Author: Dr. Michael Chase
A recent post dealt with the flaw in ACORN-SAT that it makes the erroneous assumption that all step changes in temperature arise from persistent non-climatic influences. This post illustrates a potential “false alarm” problem with the detection of step changes, that often occur when there is heavier than average rainfall at a weather station. It looks like the algorithms are responding to a transient (several years) cooling of daily maximum temperatures associated with the rainfall and its aftermath, and the analysts are not removing those false detections. Correcting the data for those false alarms cools all years before the event, but the correct thing to do is to make no corrections at all.

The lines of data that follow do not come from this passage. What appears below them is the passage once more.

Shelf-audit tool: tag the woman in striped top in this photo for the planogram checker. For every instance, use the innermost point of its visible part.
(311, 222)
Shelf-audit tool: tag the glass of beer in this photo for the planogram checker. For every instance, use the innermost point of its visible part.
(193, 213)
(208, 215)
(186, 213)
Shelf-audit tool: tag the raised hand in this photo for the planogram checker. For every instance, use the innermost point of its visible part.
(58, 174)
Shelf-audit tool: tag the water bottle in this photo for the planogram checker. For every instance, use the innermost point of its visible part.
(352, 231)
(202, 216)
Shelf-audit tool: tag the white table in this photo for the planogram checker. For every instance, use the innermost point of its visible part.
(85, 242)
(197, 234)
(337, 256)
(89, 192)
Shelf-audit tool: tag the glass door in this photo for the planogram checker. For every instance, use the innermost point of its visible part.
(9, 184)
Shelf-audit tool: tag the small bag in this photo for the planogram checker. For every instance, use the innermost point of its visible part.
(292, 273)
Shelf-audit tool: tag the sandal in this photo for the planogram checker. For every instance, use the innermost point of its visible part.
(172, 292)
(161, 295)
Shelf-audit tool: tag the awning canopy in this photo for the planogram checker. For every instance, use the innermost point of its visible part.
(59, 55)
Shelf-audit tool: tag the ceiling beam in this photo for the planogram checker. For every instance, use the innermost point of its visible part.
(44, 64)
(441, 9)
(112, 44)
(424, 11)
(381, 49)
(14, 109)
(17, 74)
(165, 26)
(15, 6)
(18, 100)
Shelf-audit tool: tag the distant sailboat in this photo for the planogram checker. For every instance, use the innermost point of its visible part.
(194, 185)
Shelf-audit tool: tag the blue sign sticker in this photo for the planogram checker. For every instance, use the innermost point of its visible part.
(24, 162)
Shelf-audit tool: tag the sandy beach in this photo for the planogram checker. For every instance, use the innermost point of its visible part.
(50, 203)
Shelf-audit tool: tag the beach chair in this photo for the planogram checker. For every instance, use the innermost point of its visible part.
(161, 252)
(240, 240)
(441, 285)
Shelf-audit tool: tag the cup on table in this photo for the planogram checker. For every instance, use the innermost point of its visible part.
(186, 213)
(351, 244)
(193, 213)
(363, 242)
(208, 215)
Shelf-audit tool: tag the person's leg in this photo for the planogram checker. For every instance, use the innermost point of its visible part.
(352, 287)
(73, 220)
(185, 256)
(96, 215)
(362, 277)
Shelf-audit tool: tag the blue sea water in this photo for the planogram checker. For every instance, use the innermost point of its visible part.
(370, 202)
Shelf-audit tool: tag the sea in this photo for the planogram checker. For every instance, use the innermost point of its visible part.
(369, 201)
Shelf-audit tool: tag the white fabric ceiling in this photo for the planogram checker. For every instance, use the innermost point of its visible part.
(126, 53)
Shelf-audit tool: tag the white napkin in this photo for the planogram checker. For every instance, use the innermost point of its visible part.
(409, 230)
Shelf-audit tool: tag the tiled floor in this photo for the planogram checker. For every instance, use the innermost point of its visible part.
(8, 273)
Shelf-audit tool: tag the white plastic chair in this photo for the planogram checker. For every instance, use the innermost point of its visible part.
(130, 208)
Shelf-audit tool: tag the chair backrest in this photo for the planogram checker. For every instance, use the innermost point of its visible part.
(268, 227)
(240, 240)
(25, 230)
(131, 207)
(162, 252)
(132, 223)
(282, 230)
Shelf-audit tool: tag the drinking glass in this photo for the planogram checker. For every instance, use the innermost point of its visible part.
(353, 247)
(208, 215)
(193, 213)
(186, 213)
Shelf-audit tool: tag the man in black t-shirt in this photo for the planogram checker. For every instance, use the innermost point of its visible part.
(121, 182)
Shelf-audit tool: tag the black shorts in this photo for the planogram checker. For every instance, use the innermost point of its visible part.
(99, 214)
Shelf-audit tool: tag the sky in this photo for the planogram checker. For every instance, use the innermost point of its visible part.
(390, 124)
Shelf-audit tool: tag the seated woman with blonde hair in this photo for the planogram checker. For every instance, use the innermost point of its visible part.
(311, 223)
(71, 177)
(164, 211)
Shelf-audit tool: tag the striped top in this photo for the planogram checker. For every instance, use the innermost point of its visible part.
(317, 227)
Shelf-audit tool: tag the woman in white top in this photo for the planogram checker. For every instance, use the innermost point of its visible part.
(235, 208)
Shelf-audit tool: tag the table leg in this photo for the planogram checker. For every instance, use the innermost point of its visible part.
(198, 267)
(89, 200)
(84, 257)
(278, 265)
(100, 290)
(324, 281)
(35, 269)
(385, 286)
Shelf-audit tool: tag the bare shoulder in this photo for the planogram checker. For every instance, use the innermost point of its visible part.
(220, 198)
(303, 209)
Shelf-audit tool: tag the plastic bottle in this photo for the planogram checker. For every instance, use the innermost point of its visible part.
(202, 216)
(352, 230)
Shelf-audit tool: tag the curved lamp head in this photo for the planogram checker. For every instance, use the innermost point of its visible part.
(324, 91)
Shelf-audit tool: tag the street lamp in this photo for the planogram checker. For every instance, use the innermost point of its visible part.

The following figure shows rainfall and Tmax data from interior Queensland, an area which responds strongly to rainfall (and clouds), with drops in temperature when rainfall is higher than average:
The stations shown in the figure above are Richmond (red), Camooweal (cyan), Boulia (blue) and Longreach (black). Note how drops in temperature are associated with higher than average rainfall. ACORN-SAT gives a “statistical” step change for Richmond (red) in 1950, exactly when it has a peak in rainfall.
This post will be expanded later to show other examples of ACORN-SAT steps being linked to peaks in rainfall.
A feature of the algorithms that may be contributing to false detections is the use of 10 neighbouring stations to decide on the size of the step. Requiring 10 stations means that a majority of them may be in areas not affected by the local rise in rainfall. The use of medians to decide the size of the step then gives an inconsistency with the temperature change at the station being examined, crossing the threshold involved, and triggering a false detection.